There appeared on behalf of the Company.

A. J. DelTorto – System Labour Relations Officer, Montreal

R. Birch – System Labour Relations Officer, Montreal

T. H. Randles – Trainmaster, Winnipeg

And on behalf of the Brotherhood:

A. J. Speare – General Chairman, Edmonton



The grievor’s claim in respect of the deadhead trip was paid. The claim now before me is for time held away from home terminal. That claim was paid in part, that is, in respect of the period ending at 1355 hours on July 16, when the grievor reported. He now seeks to be paid the balance of this claim, that is, in respect of the period ending at 1530 hours on July 1 when his train departed.

Article 74.1 provides as follows:

74.1 Except in cases of wrecks, snow blockades or washouts preventing locomotive engineers being returned to their home terminal, unassigned men held longer than 16 hours without being called for duty will be paid minimum passenger rates on the basis of 12.5 miles per hour for all time held in excess of 16 hours. Time to be computed from the time pay ceases on the incoming trip until the time pay commences on the next outgoing trip. The rerouting of locomotive engineers in order to return them to their home terminals shall not involve the payment of run-arounds. Time to be submitted on a separate time return.

It is common ground that the grievor was held away from home in excess of 16 hours and that he was entitled to payment under this article. The time in respect of which such payment is made is to be computed "from the time pay ceases on the incoming trip until the time pay commences on the next outgoing trip". In his time return, the grievor showed a total layover of eighteen hours and fifteen minutes, from the time he went off duty on the 15th until the time his train departed on the 16th.

There seems no doubt that the grievor’s pay ceased on the 15th at the time he went off duty. The Company’s position is that pay commenced on the 16th when he reported for duty. The Union’s position is that pay commenced on the 16th when his train departed. In his claim for payment for his deadhead trip on July 16, the grievor showed his "total time on duty" as five hours and forty minutes, that is he included the entire period from the time he reported for duty (at 1355) until he went off duty (at 1935). He then claimed payment for 150 miles and this claim, as I have noted, was paid.

The issue, then, appears to be whether pay "commenced" for the grievor at 1355 or at 1530, with respect to the outgoing trip. This trip was a deadhead trip, and the grievor was entitled to payment therefor pursuant to Article 61.2, which is as follows:

61.2 Deadheading paid separately from service will be computed on the basis of miles or hours whichever is the greater, with a minimum of 100 miles, overtime pro rata, at the minimum rate applicable to the train on which the locomotive engineer travels.

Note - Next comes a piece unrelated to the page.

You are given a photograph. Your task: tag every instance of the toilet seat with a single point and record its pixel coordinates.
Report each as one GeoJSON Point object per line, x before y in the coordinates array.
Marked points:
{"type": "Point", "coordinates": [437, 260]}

It would appear that in this case payment on a mileage basis was greater than payment on the basis of hours. If the mileage had been short but the hours sufficiently long that the 100 mile guarantee was met, could the grievor properly have included in his claim for hours the period from the time he went on duty until the time his train left? It is my view that he could so claim, and that his pay would, accordingly, have "commenced" when he reported for duty. By the same token, in the circumstances of this case, where the grievor claims miles rather than hours, it is because the mileage basis of calculation is to his advantage by comparison with a calculation based on the hours on duty. It is not fair to say that pay only "commences" when he actually begins to travel over the mileage in question. By that time, a claim had already accrued which, in some circumstances, it might be to his advantage to make.

In fact, the grievor was entitled to claim pay from the time he went on duty even although, in the circumstances, it was to his advantage to make his claim on a mileage basis. Pay had, in my view, "commenced" for the grievor when he reported for duty. He was not entitled to claim for time held away from home in respect of the same period, and his claim was properly reduced. There has, therefore, been no violation of the collective agreement, and the grievance must be dismissed.